Performance Improvements

From Archivematica
Jump to navigation Jump to search

Make indexing configurable

Make search an optional feature in Archivematica so that it can be run with ElasticSearch turned off.

  • The installation methods have been tested, documented, and released in Archivematica 1.7.0


Make capture output configurable

The next most place to start for performance improvements was selected: reducing processing time by changing how output streams are handled. In this phase, sending automatically writing standard out and standard error to the database was made configurable. When output capture is turned off, only a non-zero exist code (an error) is returned.

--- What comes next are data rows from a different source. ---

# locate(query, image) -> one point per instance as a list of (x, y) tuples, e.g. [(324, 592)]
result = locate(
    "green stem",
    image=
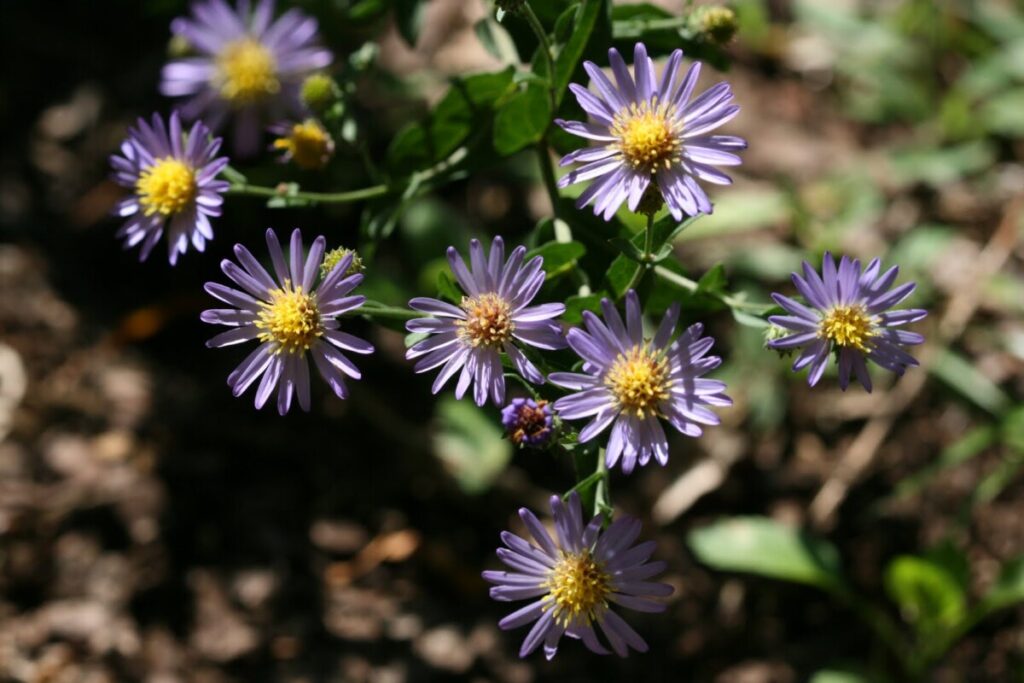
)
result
[(240, 186), (321, 198), (376, 309), (548, 173), (584, 483), (648, 246), (526, 385), (602, 495), (542, 38)]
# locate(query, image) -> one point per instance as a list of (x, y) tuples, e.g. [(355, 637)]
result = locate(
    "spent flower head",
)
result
[(631, 383), (848, 312), (528, 422), (306, 143), (494, 316), (291, 316), (173, 177), (576, 577), (248, 66), (650, 132)]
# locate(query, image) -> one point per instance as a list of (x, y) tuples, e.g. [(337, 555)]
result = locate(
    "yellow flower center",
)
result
[(848, 326), (291, 318), (308, 144), (578, 587), (488, 321), (639, 381), (166, 187), (247, 72), (648, 135)]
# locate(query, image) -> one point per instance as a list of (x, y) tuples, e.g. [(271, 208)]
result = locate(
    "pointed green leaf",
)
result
[(764, 547)]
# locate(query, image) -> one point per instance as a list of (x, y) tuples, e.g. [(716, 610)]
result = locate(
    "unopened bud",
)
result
[(318, 92), (335, 256)]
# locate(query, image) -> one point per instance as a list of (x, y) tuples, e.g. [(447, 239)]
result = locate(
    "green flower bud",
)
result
[(318, 92), (774, 332), (333, 258)]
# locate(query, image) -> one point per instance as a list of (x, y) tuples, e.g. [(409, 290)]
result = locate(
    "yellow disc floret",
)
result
[(166, 187), (247, 72), (291, 318), (849, 327), (308, 145), (639, 380), (488, 321), (578, 588), (648, 135)]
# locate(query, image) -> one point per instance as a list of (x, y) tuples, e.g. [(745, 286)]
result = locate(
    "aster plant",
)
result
[(848, 313), (291, 316), (650, 132), (528, 422), (631, 383), (494, 316), (576, 577), (174, 187), (654, 142), (248, 66)]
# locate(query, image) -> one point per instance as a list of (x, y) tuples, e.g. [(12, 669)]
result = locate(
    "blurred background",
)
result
[(155, 528)]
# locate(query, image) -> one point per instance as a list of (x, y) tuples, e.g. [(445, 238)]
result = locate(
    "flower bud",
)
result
[(318, 92)]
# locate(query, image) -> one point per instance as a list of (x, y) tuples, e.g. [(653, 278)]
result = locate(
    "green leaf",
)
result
[(930, 598), (1001, 114), (963, 376), (766, 548), (841, 676), (558, 257), (628, 249), (233, 175), (568, 57), (409, 17), (470, 444), (465, 109), (522, 119)]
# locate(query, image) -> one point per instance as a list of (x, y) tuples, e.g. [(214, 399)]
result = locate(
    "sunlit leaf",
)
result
[(764, 547), (929, 597), (470, 444)]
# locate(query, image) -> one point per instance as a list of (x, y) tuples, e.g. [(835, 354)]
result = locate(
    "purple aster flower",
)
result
[(648, 130), (630, 382), (492, 316), (574, 577), (291, 317), (247, 65), (848, 312), (174, 181), (528, 422)]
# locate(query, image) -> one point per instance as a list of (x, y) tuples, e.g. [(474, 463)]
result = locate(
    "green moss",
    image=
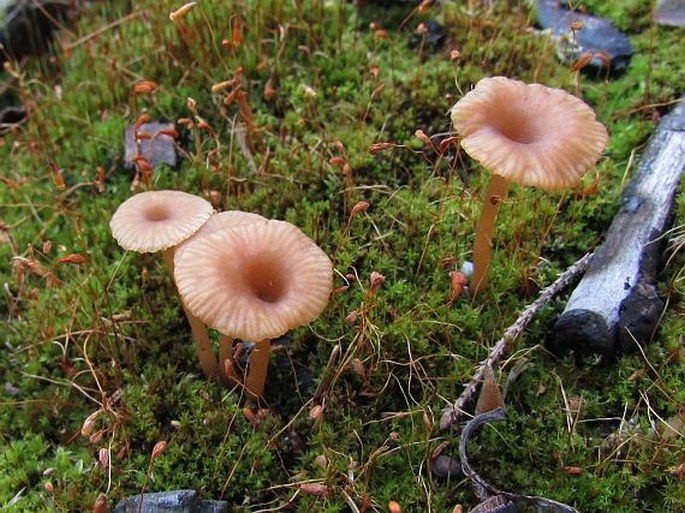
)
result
[(110, 332)]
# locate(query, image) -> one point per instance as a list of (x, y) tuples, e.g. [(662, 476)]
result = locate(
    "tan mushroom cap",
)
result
[(157, 220), (254, 282), (228, 219), (529, 133)]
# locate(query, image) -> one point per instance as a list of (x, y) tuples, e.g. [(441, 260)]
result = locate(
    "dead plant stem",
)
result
[(451, 415)]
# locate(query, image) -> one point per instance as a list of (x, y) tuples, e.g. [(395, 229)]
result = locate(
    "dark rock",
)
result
[(670, 12), (583, 330), (178, 501), (444, 467), (598, 36), (26, 26), (639, 315), (11, 116), (616, 303), (157, 147)]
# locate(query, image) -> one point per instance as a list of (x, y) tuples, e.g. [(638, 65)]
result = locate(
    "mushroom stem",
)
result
[(256, 373), (226, 367), (482, 250), (208, 362)]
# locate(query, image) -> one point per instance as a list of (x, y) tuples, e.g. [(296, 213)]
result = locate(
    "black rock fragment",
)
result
[(178, 501)]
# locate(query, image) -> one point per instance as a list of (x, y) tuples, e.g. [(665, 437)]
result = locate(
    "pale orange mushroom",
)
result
[(255, 283), (228, 219), (159, 221), (529, 134)]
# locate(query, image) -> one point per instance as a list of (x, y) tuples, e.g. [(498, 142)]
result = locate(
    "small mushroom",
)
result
[(529, 134), (255, 283), (221, 221), (159, 221)]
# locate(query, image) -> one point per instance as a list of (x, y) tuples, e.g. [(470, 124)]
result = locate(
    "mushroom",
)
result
[(159, 221), (529, 134), (220, 221), (255, 283)]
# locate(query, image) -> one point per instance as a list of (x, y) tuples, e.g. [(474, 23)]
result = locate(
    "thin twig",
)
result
[(451, 415)]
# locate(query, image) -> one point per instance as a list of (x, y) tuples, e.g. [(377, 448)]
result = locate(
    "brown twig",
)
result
[(451, 415)]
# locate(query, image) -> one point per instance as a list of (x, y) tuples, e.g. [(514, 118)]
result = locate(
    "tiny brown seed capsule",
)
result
[(158, 450), (103, 457), (100, 505), (317, 489), (144, 87), (394, 507)]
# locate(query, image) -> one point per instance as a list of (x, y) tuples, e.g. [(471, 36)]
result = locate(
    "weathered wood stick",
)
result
[(450, 415), (616, 304)]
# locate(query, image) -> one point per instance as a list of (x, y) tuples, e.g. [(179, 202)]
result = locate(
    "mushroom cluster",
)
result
[(246, 276), (528, 134)]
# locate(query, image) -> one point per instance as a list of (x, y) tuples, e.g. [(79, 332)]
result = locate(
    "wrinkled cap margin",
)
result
[(157, 220), (530, 134), (254, 282)]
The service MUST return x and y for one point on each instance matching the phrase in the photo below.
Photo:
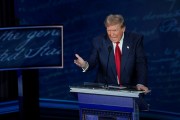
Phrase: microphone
(106, 81)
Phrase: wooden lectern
(98, 103)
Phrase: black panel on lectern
(31, 47)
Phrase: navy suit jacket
(133, 60)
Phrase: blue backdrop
(157, 20)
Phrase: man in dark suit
(132, 68)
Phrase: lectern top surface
(114, 91)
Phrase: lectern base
(105, 115)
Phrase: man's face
(115, 32)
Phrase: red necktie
(118, 61)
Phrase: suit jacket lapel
(112, 64)
(125, 51)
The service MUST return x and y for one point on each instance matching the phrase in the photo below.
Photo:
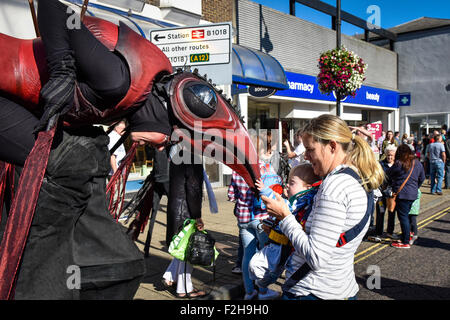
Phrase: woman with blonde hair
(322, 265)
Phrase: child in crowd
(250, 213)
(268, 264)
(413, 213)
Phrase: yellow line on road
(365, 257)
(368, 249)
(438, 215)
(431, 217)
(433, 220)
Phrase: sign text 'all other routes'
(198, 45)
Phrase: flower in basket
(341, 71)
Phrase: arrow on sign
(405, 100)
(157, 37)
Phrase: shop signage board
(261, 92)
(375, 128)
(306, 87)
(404, 99)
(195, 45)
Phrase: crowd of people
(293, 230)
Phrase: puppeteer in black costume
(70, 79)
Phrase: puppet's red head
(208, 124)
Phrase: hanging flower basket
(341, 71)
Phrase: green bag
(415, 207)
(180, 241)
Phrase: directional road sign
(197, 45)
(404, 99)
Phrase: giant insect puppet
(24, 72)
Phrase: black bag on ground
(200, 250)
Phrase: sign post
(404, 99)
(206, 45)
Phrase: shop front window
(420, 125)
(263, 121)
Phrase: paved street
(418, 273)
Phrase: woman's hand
(199, 224)
(276, 207)
(259, 184)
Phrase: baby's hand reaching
(259, 184)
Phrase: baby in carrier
(267, 264)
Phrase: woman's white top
(339, 204)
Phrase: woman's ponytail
(359, 153)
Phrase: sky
(391, 12)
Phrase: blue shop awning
(253, 67)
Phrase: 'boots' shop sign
(306, 87)
(261, 92)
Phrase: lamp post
(338, 45)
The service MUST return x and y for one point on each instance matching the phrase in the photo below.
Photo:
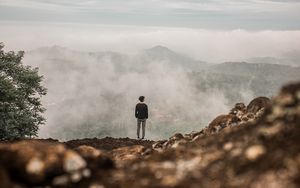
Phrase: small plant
(20, 97)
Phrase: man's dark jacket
(141, 111)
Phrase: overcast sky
(210, 30)
(208, 14)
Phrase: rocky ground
(255, 145)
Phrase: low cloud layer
(206, 45)
(94, 95)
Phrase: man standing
(141, 113)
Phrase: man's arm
(136, 112)
(146, 112)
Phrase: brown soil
(261, 150)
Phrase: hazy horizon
(213, 31)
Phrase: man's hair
(142, 98)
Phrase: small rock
(73, 162)
(254, 152)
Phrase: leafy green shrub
(20, 97)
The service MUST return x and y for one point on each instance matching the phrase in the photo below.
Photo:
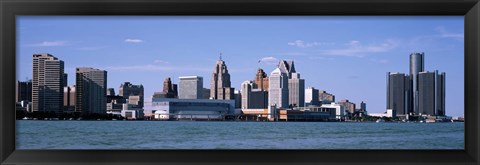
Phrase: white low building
(339, 109)
(388, 113)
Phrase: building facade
(90, 88)
(311, 97)
(47, 83)
(278, 89)
(24, 91)
(190, 87)
(220, 85)
(130, 91)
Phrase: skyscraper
(416, 66)
(169, 89)
(47, 83)
(296, 86)
(278, 89)
(397, 92)
(190, 87)
(261, 80)
(24, 91)
(131, 91)
(90, 88)
(311, 97)
(418, 93)
(431, 93)
(220, 86)
(253, 98)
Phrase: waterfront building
(110, 92)
(47, 83)
(349, 106)
(253, 98)
(420, 93)
(190, 87)
(397, 93)
(311, 97)
(220, 85)
(169, 89)
(69, 97)
(24, 91)
(296, 90)
(339, 110)
(238, 99)
(278, 89)
(90, 91)
(65, 79)
(194, 109)
(130, 91)
(261, 80)
(416, 66)
(325, 98)
(431, 93)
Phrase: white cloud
(160, 62)
(357, 49)
(303, 44)
(133, 40)
(268, 60)
(445, 34)
(49, 43)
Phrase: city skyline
(443, 38)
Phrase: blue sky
(346, 56)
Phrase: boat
(380, 121)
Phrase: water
(236, 135)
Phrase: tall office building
(278, 89)
(24, 91)
(311, 97)
(47, 83)
(220, 86)
(131, 91)
(296, 91)
(190, 87)
(397, 92)
(90, 88)
(69, 99)
(296, 86)
(253, 98)
(169, 89)
(431, 93)
(416, 66)
(261, 80)
(418, 93)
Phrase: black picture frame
(9, 9)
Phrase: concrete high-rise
(261, 80)
(278, 89)
(311, 97)
(24, 91)
(416, 65)
(253, 98)
(190, 87)
(131, 91)
(90, 88)
(47, 83)
(431, 93)
(169, 89)
(296, 91)
(69, 98)
(397, 92)
(220, 85)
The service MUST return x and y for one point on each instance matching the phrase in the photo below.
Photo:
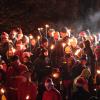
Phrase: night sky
(30, 14)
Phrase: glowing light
(52, 47)
(69, 30)
(2, 91)
(55, 75)
(30, 37)
(68, 49)
(46, 25)
(38, 37)
(98, 71)
(39, 29)
(77, 52)
(63, 44)
(27, 97)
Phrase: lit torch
(52, 47)
(2, 90)
(46, 26)
(27, 97)
(38, 37)
(98, 71)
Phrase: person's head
(83, 60)
(87, 43)
(49, 84)
(82, 83)
(44, 42)
(63, 32)
(4, 37)
(51, 32)
(26, 56)
(19, 45)
(15, 61)
(13, 34)
(56, 35)
(33, 42)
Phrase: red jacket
(53, 94)
(27, 91)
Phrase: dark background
(30, 14)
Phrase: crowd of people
(52, 65)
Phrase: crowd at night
(50, 50)
(54, 65)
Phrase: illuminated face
(13, 34)
(45, 44)
(62, 34)
(19, 46)
(56, 35)
(20, 36)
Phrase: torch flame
(98, 71)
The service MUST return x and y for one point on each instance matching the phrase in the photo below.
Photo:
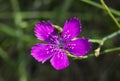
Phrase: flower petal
(72, 28)
(78, 47)
(44, 31)
(42, 52)
(60, 60)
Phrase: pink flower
(58, 44)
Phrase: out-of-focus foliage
(17, 20)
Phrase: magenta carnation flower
(58, 43)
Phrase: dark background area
(17, 21)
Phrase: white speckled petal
(42, 52)
(78, 47)
(72, 28)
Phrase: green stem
(110, 14)
(111, 35)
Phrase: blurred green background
(17, 21)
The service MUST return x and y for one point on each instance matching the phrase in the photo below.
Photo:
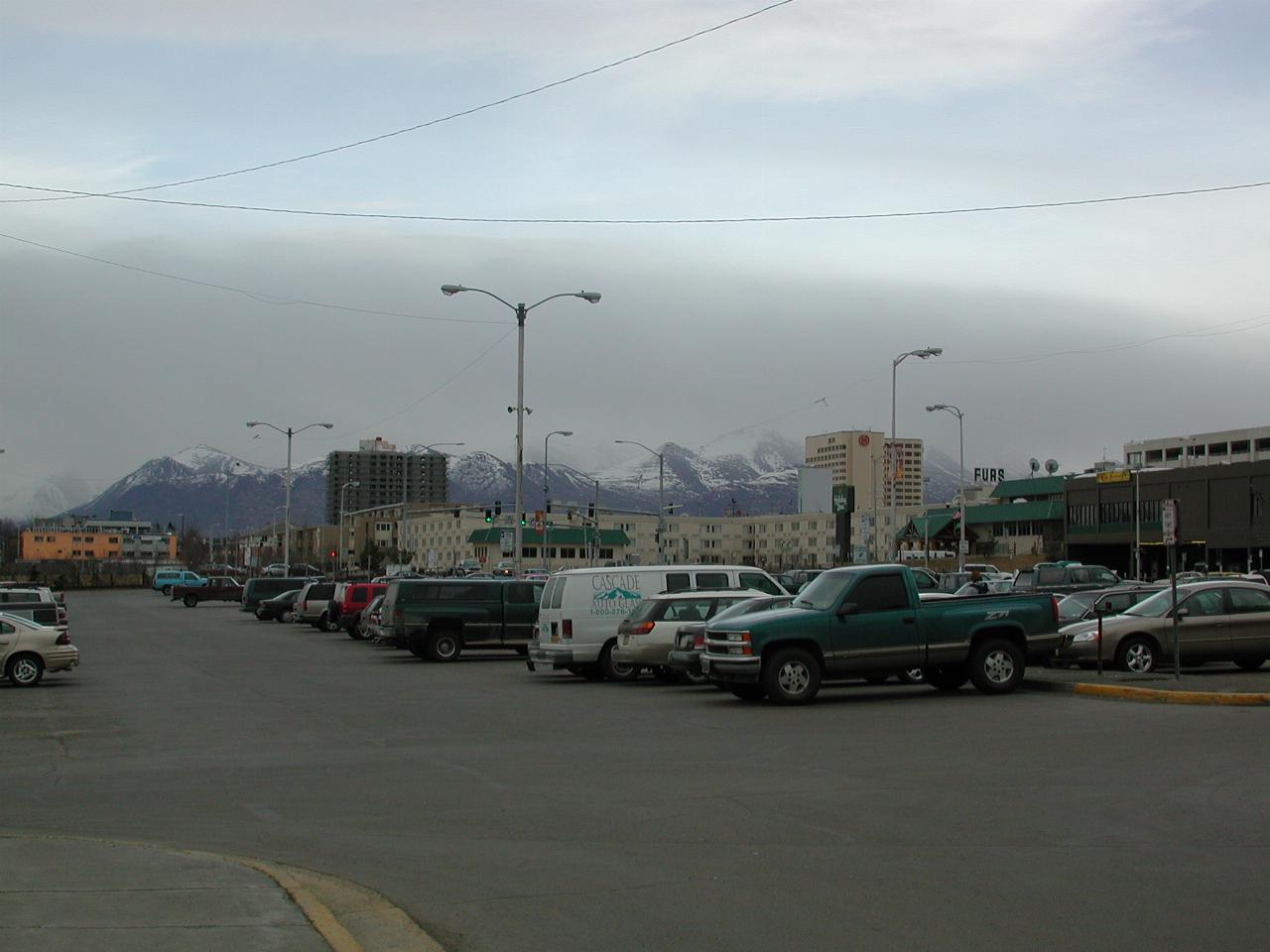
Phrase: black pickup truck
(218, 588)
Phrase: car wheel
(616, 670)
(997, 666)
(26, 670)
(792, 676)
(947, 678)
(444, 645)
(1137, 654)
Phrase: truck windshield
(824, 592)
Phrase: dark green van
(439, 619)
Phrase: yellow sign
(1115, 476)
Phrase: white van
(581, 608)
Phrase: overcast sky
(818, 107)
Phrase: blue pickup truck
(869, 621)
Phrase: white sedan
(27, 651)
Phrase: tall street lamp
(960, 442)
(661, 495)
(405, 480)
(893, 461)
(343, 538)
(521, 313)
(547, 495)
(289, 433)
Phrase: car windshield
(1072, 607)
(1155, 607)
(821, 593)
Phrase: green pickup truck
(870, 621)
(437, 619)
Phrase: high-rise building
(381, 472)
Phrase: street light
(289, 433)
(343, 539)
(661, 495)
(960, 442)
(925, 353)
(521, 313)
(405, 474)
(547, 497)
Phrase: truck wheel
(792, 676)
(997, 666)
(26, 670)
(616, 670)
(444, 645)
(1137, 654)
(947, 678)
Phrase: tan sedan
(1216, 621)
(27, 651)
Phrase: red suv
(357, 595)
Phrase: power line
(253, 295)
(504, 100)
(739, 220)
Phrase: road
(515, 811)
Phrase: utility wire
(504, 100)
(253, 295)
(754, 218)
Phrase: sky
(706, 333)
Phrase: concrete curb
(348, 916)
(1120, 692)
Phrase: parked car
(280, 608)
(440, 619)
(690, 639)
(352, 603)
(867, 622)
(217, 588)
(1216, 621)
(583, 607)
(30, 649)
(647, 635)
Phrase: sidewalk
(1216, 683)
(64, 892)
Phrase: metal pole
(520, 430)
(286, 543)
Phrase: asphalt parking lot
(515, 811)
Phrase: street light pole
(289, 433)
(661, 497)
(960, 442)
(521, 311)
(547, 497)
(892, 460)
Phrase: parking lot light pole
(547, 497)
(661, 497)
(343, 540)
(289, 433)
(960, 443)
(405, 480)
(521, 313)
(925, 353)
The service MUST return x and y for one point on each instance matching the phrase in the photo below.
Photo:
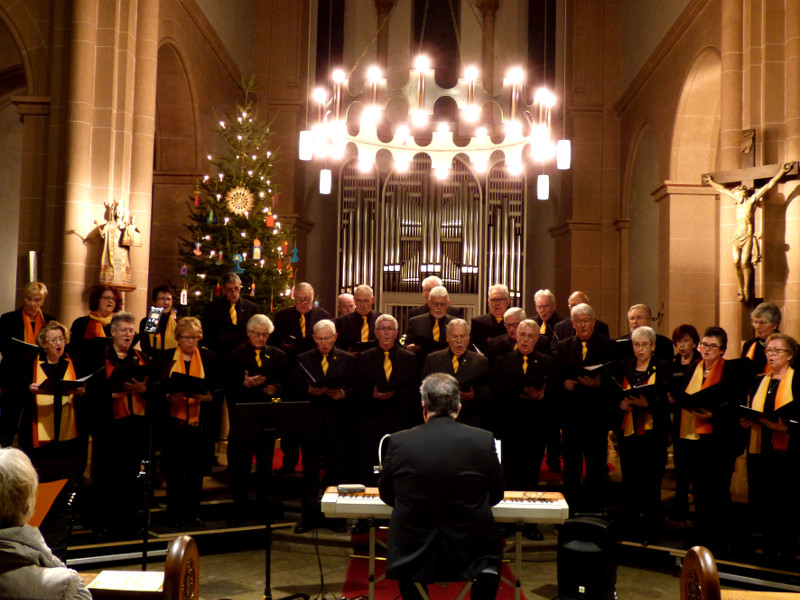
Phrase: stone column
(141, 185)
(730, 310)
(78, 193)
(488, 10)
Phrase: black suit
(564, 330)
(586, 417)
(348, 329)
(523, 423)
(379, 417)
(241, 450)
(442, 527)
(328, 422)
(473, 371)
(483, 328)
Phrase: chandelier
(526, 127)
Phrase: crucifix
(745, 244)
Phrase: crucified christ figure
(746, 252)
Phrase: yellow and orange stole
(44, 425)
(643, 419)
(121, 407)
(94, 328)
(692, 427)
(783, 395)
(188, 410)
(32, 331)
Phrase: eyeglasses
(706, 346)
(775, 351)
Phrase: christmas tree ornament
(240, 200)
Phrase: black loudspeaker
(587, 566)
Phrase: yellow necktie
(233, 313)
(387, 364)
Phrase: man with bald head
(564, 328)
(356, 330)
(428, 284)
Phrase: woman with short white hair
(30, 570)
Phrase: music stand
(268, 421)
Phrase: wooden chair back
(699, 576)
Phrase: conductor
(442, 478)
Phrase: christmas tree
(234, 226)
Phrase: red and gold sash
(169, 335)
(783, 396)
(94, 328)
(32, 332)
(644, 419)
(191, 406)
(121, 406)
(692, 427)
(44, 425)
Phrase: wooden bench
(181, 576)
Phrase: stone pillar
(731, 312)
(688, 273)
(141, 185)
(78, 192)
(488, 10)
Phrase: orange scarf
(783, 395)
(693, 427)
(644, 419)
(32, 332)
(94, 328)
(191, 406)
(44, 425)
(131, 403)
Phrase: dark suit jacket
(423, 309)
(378, 417)
(586, 407)
(473, 371)
(288, 336)
(219, 332)
(348, 328)
(326, 416)
(483, 328)
(564, 330)
(555, 319)
(420, 331)
(442, 527)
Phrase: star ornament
(240, 200)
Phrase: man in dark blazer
(294, 326)
(490, 325)
(428, 284)
(426, 333)
(442, 478)
(587, 405)
(225, 318)
(470, 369)
(325, 377)
(356, 330)
(387, 394)
(564, 328)
(638, 315)
(255, 373)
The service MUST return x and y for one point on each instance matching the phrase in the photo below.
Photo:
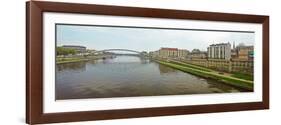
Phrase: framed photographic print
(95, 62)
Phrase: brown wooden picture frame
(34, 61)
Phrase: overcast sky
(140, 39)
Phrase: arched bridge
(124, 50)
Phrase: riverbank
(208, 73)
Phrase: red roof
(172, 49)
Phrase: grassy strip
(243, 76)
(241, 83)
(191, 66)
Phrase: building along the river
(220, 51)
(79, 49)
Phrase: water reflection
(127, 76)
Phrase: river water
(129, 76)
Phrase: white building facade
(219, 51)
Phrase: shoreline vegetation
(208, 73)
(239, 80)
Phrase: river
(129, 76)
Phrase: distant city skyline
(145, 39)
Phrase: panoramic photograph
(96, 61)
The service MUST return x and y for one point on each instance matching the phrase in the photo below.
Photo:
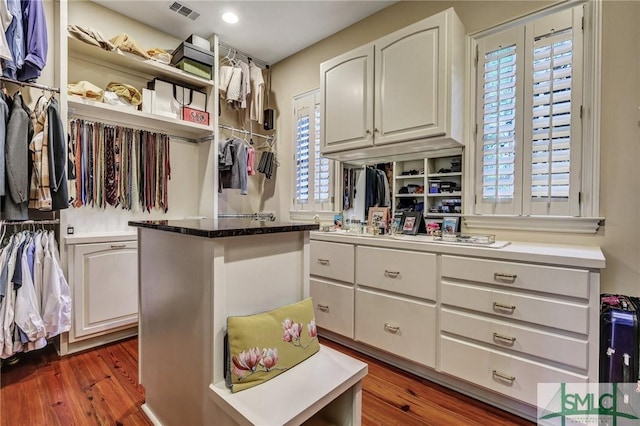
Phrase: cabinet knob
(502, 307)
(391, 274)
(504, 377)
(505, 278)
(391, 328)
(510, 340)
(323, 308)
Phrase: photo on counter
(378, 216)
(411, 223)
(450, 225)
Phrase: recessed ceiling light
(230, 17)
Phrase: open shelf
(409, 177)
(147, 67)
(437, 175)
(87, 108)
(445, 194)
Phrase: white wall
(189, 161)
(620, 127)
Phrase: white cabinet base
(504, 403)
(103, 277)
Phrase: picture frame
(412, 223)
(378, 216)
(450, 225)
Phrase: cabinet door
(105, 288)
(409, 82)
(346, 86)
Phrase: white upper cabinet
(400, 95)
(347, 100)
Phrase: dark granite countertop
(208, 228)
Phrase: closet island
(196, 273)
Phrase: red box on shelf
(195, 116)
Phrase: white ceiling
(267, 30)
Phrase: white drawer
(332, 260)
(333, 306)
(402, 327)
(519, 306)
(509, 375)
(562, 349)
(405, 272)
(548, 279)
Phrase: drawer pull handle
(391, 274)
(502, 307)
(511, 340)
(505, 377)
(505, 278)
(323, 308)
(391, 328)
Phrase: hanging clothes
(15, 39)
(5, 21)
(36, 41)
(57, 157)
(17, 161)
(39, 189)
(118, 166)
(232, 164)
(377, 192)
(37, 302)
(4, 118)
(256, 108)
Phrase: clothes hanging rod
(75, 116)
(31, 222)
(262, 64)
(27, 84)
(257, 216)
(246, 132)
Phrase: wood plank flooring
(100, 387)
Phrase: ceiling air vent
(184, 10)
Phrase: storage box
(195, 68)
(171, 98)
(202, 43)
(193, 52)
(148, 99)
(195, 116)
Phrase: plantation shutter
(313, 174)
(552, 163)
(498, 134)
(323, 182)
(303, 155)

  • This option has been tested, documented for all deployment methods, and released in Archivematica 1.7.1


Make performance metrics accessible via the API

Whenever a preservation task is performed, Archivematica records its timing information (start and end times) in the MySQL database. Columbia University Library wants to be able to measure the processing time (performance) of Archivematica packages and their component microservices so that they can identify bottlenecks, estimate package processing times, and make informed decisions about their configuration.

The problem is that the relevant timing information is not exposed via Archivematica’s API endpoints and is only partially exposed via its GUI. In addition, since this information is internal (not exposed via a public API), it is subject to change and users are therefore wary of building features or implementing workflows that make use of it.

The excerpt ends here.